Bisnisia.id | Jakarta – Keputusan Presiden Prabowo Subianto untuk melakukan pemotongan anggaran kementerian/lembaga (K/L) melalui Instruksi Presiden (Inpres) Nomor 1 Tahun 2025 tentang Efisiensi Belanja dalam Pelaksanaan APBN dan APBD Tahun Anggaran 2025, berdampak langsung pada Radio Republik Indonesia (RRI) dan Televisi Republik Indonesia (TVRI).
Pemangkasan anggaran operasional di RRI mencapai hampir sepertiga dari total pagu anggaran 2025, sebagaimana disampaikan oleh Juru Bicara RRI, Yonas Markus Tuhuleruw, kepada Tempo. Pemotongan ini turut berimbas pada TVRI, yang mengalami dampak serupa.
Pemotongan Anggaran Berujung PHK Massal
Ketua Aliansi Jurnalis Independen (AJI) Indonesia, Nany Afrida, menyatakan bahwa keputusan efisiensi anggaran ini berisiko menurunkan kualitas jurnalistik RRI dan TVRI, yang selama ini berfungsi sebagai media independen, netral, dan tidak komersial.
“Keputusan ini jelas berdampak pada penurunan kualitas siaran, karena mereka yang terkena PHK juga termasuk jurnalis dan reporter lapangan,” ujar Nany Afrida, Selasa (11/2/2025).

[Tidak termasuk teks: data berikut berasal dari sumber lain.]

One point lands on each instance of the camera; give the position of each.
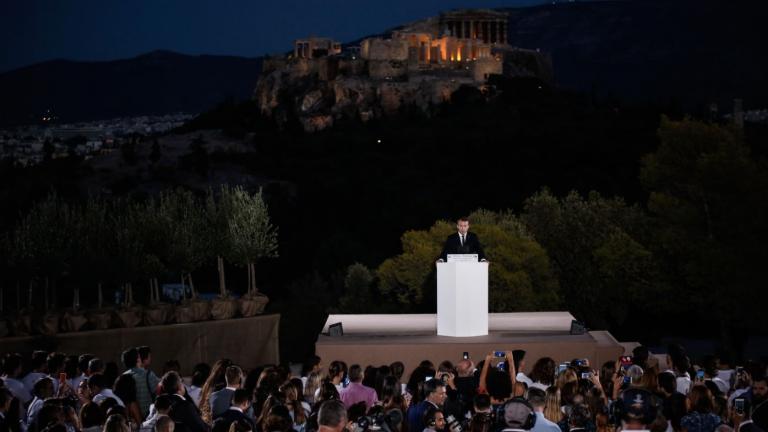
(452, 424)
(738, 405)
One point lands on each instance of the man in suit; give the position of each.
(222, 399)
(435, 393)
(183, 411)
(241, 401)
(462, 242)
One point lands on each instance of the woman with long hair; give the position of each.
(125, 389)
(552, 410)
(543, 373)
(215, 382)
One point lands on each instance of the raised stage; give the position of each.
(382, 339)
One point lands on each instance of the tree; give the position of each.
(595, 246)
(358, 283)
(520, 277)
(709, 202)
(251, 234)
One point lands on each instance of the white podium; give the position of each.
(462, 298)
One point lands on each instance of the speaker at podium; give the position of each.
(462, 296)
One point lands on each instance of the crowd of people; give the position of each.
(54, 392)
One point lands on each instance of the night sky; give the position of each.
(40, 30)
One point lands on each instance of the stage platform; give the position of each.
(382, 339)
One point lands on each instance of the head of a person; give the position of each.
(640, 355)
(311, 364)
(55, 363)
(95, 365)
(637, 408)
(543, 371)
(700, 400)
(12, 365)
(5, 399)
(398, 369)
(171, 383)
(145, 356)
(435, 392)
(517, 413)
(116, 423)
(337, 370)
(233, 376)
(332, 416)
(200, 373)
(96, 383)
(130, 358)
(482, 403)
(759, 389)
(579, 416)
(537, 398)
(356, 373)
(91, 415)
(241, 399)
(434, 418)
(163, 404)
(462, 225)
(164, 424)
(43, 388)
(125, 388)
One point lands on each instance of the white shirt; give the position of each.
(524, 378)
(107, 393)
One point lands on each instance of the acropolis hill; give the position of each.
(418, 65)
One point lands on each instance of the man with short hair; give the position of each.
(760, 402)
(435, 393)
(97, 384)
(515, 415)
(462, 242)
(165, 424)
(241, 401)
(332, 416)
(145, 385)
(183, 412)
(538, 400)
(221, 400)
(356, 391)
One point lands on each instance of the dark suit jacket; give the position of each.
(186, 416)
(471, 246)
(222, 422)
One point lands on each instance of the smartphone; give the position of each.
(738, 405)
(625, 361)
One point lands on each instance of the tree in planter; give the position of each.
(43, 243)
(182, 220)
(251, 234)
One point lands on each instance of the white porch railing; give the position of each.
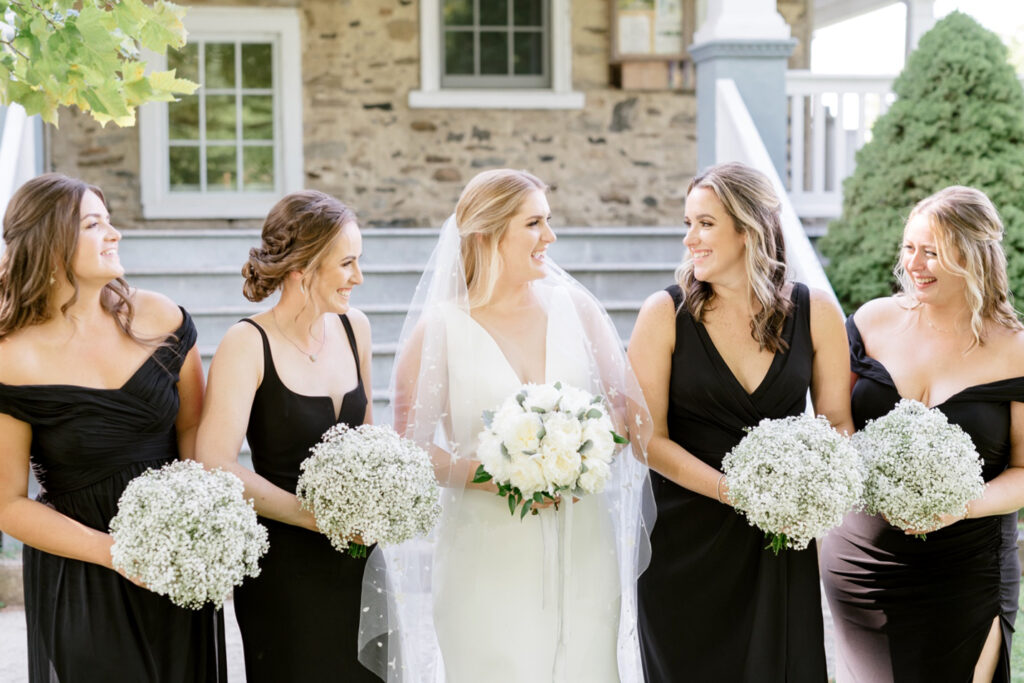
(736, 138)
(830, 118)
(20, 151)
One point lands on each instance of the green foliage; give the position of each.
(958, 119)
(86, 53)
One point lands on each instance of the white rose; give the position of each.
(527, 475)
(602, 445)
(593, 480)
(542, 396)
(521, 433)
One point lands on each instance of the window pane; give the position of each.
(458, 52)
(185, 61)
(220, 118)
(257, 60)
(528, 54)
(494, 12)
(183, 164)
(458, 12)
(219, 66)
(527, 12)
(221, 169)
(257, 118)
(494, 52)
(258, 163)
(182, 119)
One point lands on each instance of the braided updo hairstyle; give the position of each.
(297, 233)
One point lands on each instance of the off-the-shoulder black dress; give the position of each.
(86, 624)
(907, 609)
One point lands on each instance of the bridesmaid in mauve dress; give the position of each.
(943, 608)
(731, 344)
(283, 378)
(98, 383)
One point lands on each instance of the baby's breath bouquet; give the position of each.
(187, 532)
(371, 482)
(544, 440)
(920, 466)
(794, 478)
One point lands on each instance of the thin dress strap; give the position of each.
(351, 342)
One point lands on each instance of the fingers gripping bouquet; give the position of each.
(187, 532)
(545, 440)
(370, 482)
(920, 466)
(795, 478)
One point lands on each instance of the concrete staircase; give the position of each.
(201, 270)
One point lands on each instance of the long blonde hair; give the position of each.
(40, 230)
(483, 212)
(750, 200)
(969, 236)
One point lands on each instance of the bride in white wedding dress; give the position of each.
(491, 597)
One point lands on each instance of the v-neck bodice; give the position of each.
(709, 409)
(472, 352)
(284, 424)
(981, 410)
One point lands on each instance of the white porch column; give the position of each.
(749, 42)
(920, 18)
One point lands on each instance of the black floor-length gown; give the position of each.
(86, 624)
(300, 617)
(907, 609)
(715, 604)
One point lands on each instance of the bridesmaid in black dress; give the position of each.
(282, 379)
(98, 382)
(730, 344)
(940, 609)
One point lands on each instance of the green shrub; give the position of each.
(958, 119)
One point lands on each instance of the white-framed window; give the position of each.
(235, 147)
(496, 54)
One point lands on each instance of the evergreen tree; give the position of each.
(958, 119)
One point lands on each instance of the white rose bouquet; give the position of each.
(795, 478)
(919, 466)
(187, 532)
(369, 481)
(544, 440)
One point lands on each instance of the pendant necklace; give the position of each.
(309, 354)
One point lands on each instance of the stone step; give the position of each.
(206, 249)
(221, 287)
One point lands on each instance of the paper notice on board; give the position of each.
(634, 33)
(669, 28)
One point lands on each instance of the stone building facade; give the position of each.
(624, 159)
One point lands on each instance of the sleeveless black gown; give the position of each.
(86, 624)
(299, 619)
(715, 604)
(907, 609)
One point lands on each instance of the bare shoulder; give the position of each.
(156, 314)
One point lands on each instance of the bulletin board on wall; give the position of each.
(648, 43)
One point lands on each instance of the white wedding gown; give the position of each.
(521, 600)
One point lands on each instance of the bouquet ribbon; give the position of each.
(557, 532)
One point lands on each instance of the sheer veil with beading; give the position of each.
(397, 600)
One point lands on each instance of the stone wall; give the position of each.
(625, 159)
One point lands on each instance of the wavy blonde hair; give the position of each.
(483, 212)
(751, 201)
(969, 243)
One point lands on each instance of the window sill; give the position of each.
(195, 205)
(496, 99)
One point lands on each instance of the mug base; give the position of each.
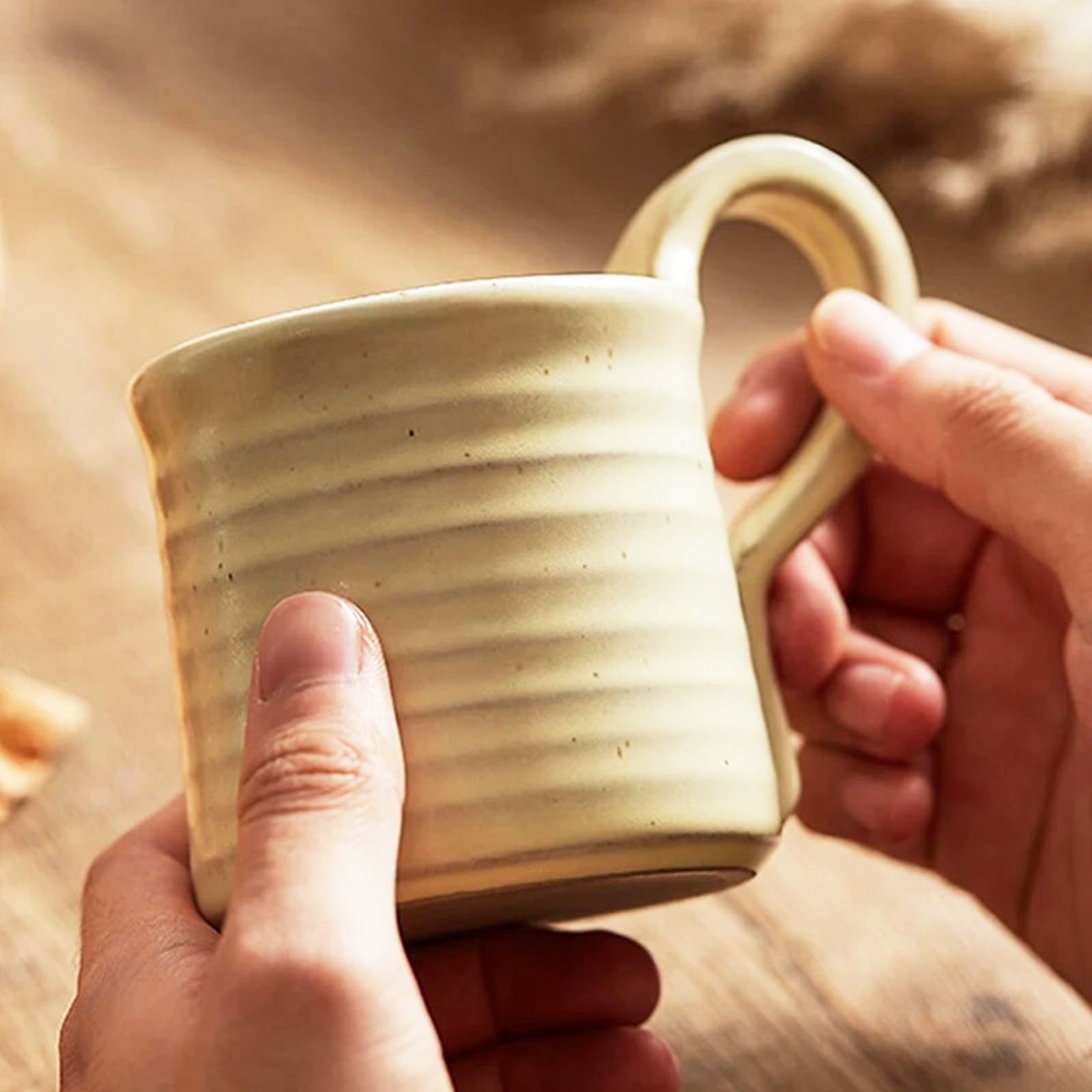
(560, 900)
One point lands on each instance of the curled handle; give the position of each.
(844, 227)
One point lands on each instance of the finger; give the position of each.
(138, 904)
(311, 944)
(882, 805)
(622, 1059)
(917, 547)
(1065, 374)
(986, 437)
(808, 620)
(762, 423)
(495, 986)
(928, 640)
(321, 781)
(879, 702)
(759, 427)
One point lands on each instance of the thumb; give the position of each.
(999, 446)
(321, 779)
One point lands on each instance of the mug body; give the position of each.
(511, 478)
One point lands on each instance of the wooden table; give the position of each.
(167, 169)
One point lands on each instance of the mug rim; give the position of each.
(426, 298)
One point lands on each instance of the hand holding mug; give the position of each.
(308, 988)
(935, 635)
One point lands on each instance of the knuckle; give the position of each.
(992, 411)
(72, 1053)
(263, 973)
(101, 874)
(311, 766)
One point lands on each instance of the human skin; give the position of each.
(308, 986)
(934, 636)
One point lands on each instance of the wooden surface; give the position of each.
(169, 169)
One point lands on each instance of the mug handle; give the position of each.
(844, 227)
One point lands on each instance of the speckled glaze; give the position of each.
(511, 478)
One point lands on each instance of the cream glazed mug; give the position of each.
(513, 478)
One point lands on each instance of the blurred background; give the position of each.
(167, 169)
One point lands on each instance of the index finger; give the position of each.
(757, 431)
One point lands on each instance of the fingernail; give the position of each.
(309, 638)
(860, 697)
(862, 334)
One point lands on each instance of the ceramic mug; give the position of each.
(513, 478)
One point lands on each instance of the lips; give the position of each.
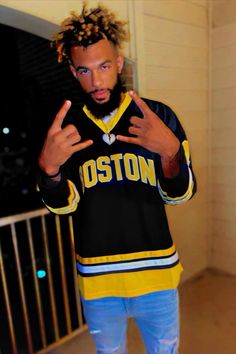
(100, 95)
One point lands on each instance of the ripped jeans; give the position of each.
(156, 315)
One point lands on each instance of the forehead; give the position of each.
(94, 54)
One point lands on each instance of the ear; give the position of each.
(120, 63)
(72, 69)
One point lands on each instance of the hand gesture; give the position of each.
(150, 132)
(60, 143)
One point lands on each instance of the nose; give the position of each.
(97, 80)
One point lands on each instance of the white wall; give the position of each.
(170, 41)
(223, 251)
(174, 70)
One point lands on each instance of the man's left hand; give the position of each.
(150, 132)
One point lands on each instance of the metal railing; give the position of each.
(39, 298)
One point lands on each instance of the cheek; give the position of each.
(85, 83)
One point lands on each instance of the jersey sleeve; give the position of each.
(59, 197)
(182, 187)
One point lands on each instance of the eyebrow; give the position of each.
(77, 68)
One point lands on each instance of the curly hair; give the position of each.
(88, 28)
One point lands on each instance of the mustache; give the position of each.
(98, 90)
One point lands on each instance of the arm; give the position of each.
(59, 193)
(159, 131)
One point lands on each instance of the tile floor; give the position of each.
(208, 320)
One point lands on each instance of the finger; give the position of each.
(127, 139)
(81, 146)
(137, 122)
(57, 123)
(74, 139)
(70, 129)
(139, 102)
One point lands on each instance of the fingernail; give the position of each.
(131, 92)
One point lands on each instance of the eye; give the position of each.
(105, 66)
(83, 71)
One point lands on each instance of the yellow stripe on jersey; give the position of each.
(188, 194)
(105, 127)
(126, 257)
(72, 200)
(130, 283)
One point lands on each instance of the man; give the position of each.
(115, 162)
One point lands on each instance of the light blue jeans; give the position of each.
(156, 315)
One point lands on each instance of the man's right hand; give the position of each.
(61, 143)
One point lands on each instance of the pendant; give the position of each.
(109, 138)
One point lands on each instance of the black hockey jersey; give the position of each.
(118, 192)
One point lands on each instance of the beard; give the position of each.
(100, 110)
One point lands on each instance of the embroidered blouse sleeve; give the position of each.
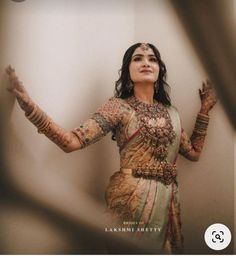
(105, 119)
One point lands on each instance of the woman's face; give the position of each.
(143, 67)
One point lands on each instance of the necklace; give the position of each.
(155, 126)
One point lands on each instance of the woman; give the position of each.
(143, 195)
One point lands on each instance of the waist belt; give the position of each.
(164, 172)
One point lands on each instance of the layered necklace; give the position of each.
(155, 126)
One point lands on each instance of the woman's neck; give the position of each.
(144, 94)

Efek domino dari kebijakan ini adalah pemutusan hubungan kerja (PHK) massal di kedua media layanan publik tersebut. Akibatnya jumlah jurnalis dan reporter lapangan berkurang, menurunnya kualitas siaran dan produksi jurnalistik, terbatasnya akses informasi bagi masyarakat, terutama di daerah terpencil, dan merosotnya kondisi ketenagakerjaan di industri media pasca-digitalisasi.
Peran Strategis RRI dan TVRI Terancam
Berdasarkan Undang-Undang No. 32 Tahun 2002 tentang Penyiaran, RRI dan TVRI merupakan lembaga penyiaran publik yang harus independen dan netral, serta berfungsi untuk menyediakan informasi, pendidikan, dan kontrol sosial bagi masyarakat.
Sebagai media yang seusia dengan Republik Indonesia, RRI dan TVRI memiliki peran vital dalam mempertahankan persatuan nasional, menyebarluaskan informasi, dan menjaga kebhinekaan.
“Masih banyak masyarakat di daerah terpencil yang menggantungkan diri pada informasi dari TVRI dan RRI. Jika layanan ini terganggu, mereka berisiko kehilangan akses informasi atau menerima berita yang tidak akurat, yang dapat berbahaya,” tegas Nany.
Efisiensi Anggaran Dinilai Tidak Adil
Menurut AJI, kebijakan penghematan ini tidak seharusnya diterapkan secara seragam untuk semua kementerian/lembaga. Di banyak negara maju seperti Jerman dan Inggris, lembaga penyiaran publik justru mendapat dukungan anggaran penuh guna menjamin akses informasi berkualitas bagi masyarakat.
“Kita harus ingat bahwa akses terhadap informasi berkualitas adalah bagian dari hak asasi manusia,” ujar Nany.
Lebih lanjut, ia mempertanyakan komitmen Prabowo dalam memperkuat media publik sebagai pilar demokrasi. Alih-alih memperkuat RRI dan TVRI, kebijakan ini justru melemahkan peran media penyiaran publik.
“Anggaran untuk RRI dan TVRI selama ini sudah kecil, bahkan jurnalis di daerah dibayar di bawah UMR. Padahal mereka memiliki peran vital dalam menyampaikan informasi ke publik,” tambahnya.
PHK Massal & Krisis di Dunia Jurnalistik
Dalam kondisi krisis manajemen sejak Reformasi 1998, seharusnya RRI dan TVRI mendapat perhatian khusus dalam hal transformasi kelembagaan dan pendanaan. Namun, keputusan pemotongan anggaran justru memperburuk kondisi kerja dan kualitas jurnalisme di Indonesia.
Kini, lebih dari 1.000 kontributor RRI dan TVRI kehilangan pekerjaan akibat kebijakan ini. Kondisi ini semakin memperburuk ketenagakerjaan di industri media, yang sebelumnya sudah menghadapi tantangan berat akibat disrupsi digital dan ketidakpastian ekonomi.